Long been touted as one of the next disruptors in last mile delivery, drones have been gradual in making its way across markets, even despite initial overestimations of the rate the technology would be implemented.
Wing, the drone delivery company operated by Google-parent Alphabet, believes the potential surrounding it presents a much more real opportunity for merchants today, QSRs included.
Their recent numbers speak for themselves. Earlier this month, it reached the 100,000 customer delivery mark with over 50,000 of those delivered to customers in Logan—now touted by the company as the drone delivery capital of the world—during the last eight months alone.
Residents in the local government area ordered almost 4,500 deliveries in the first seven days of August, equivalent to a drone delivery nearly once every 30 seconds during its service hours.
“There's a lot of homes within Logan across the many suburbs [where] we deliver where they aren't walking distance from their local shopping center or their local coffee shop or the local grocery store,” Wing head of policy and community affairs Jesse Suskin told QSR Media.
“We have a lot of businesses, QSRs and across all the dozen businesses we deliver there that really like reaching their customers in this way.
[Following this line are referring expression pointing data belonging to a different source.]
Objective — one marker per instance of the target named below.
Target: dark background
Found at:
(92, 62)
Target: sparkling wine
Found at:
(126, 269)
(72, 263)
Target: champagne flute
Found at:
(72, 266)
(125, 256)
It's just a new form of last mile delivery that just doesn't exist.”
In the past year, Wing customers in Logan ordered more than 10,000 cups of barista-made coffee, over 1,000 loaves of bread delivered, more than 2,700 sushi rolls and over 1,200 roast chickens.
Now serving in 20 suburbs in Logan, Suskin believes success will come if they can replicate this model in cities that have “similar characteristics”: reaching people in the edge of a larger city or large groups of homes far from shops. (As of press time, its drone delivery service in Canberra was forced to temporarily shut down after its devices kept getting attacked by ravens guarding their nest.)
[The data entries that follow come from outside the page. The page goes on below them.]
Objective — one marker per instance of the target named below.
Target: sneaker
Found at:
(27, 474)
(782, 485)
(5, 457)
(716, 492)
“I think that becomes a sweet spot for us and we're looking forward to pursuing that in the coming months and years in Australia,” he said.
Flexibility within last mile delivery journey
Despite being in a highly regulated space, Suskin remains firm in drones’ value, explaining the tech’s flexibility within the last mile delivery journey.
“What's unique about drone delivery is we are a piece of last mile delivery, but we don't have to be all of it. But there are those moments where using a car to move something five kilometers, whether it's food or hardware or coffee, that value proposition becomes tricky and difficult. But using a drone and an autonomous system to do that keeps the value proposition,” he said.
“Oftentimes, what this is replacing is the consumer getting in their car and making that trip themselves. And that's where that unique spot is.”
Suskin also reaffirmed the company’s plans to explore new delivery models, including “co-locating” their delivery service with businesses at their own premises. Currently, local businesses co-locate with them at their delivery facility.
The styrofoam drones—weighing 4.8kgs, have a wingspan of about 1.5 metres and can carry packages around 1.5kgs at speeds of over 110km/h—do not need a lot of infrastructure to be set up, he said.
“I think that will open up different opportunities for QSRs or any merchants doing anything in the near future.”
Cost savings of using drones
Suskin anticipates having between three and five new QSRs using their service by the end of the year. Whether they are chains or local concepts, Suskin cited one key attribute they are looking for in a merchant-partner: vision.
“We like merchants who are thinking about how they can best serve the community using a unique service like ours. We tend to like working with people who are willing to have that dialogue with us, help us improve, for us to be able to learn from them to be able to learn,” he explained.
“Sometimes, we do like items that wouldn't typically be delivered.”
The coming years will show, he added, that drones would become a viable, more affordable way to keep quality high.
The value proposition not only will be in the cost savings of using drones for last mile delivery, but furthermore, the quality standards will remain very high,” he said.
“We have a long way to go in expansion but we're in Australia for the long [term.] We have many years of experience now operating in two different states and we look forward to continuing that for many more years moving forward and working with many different partners.”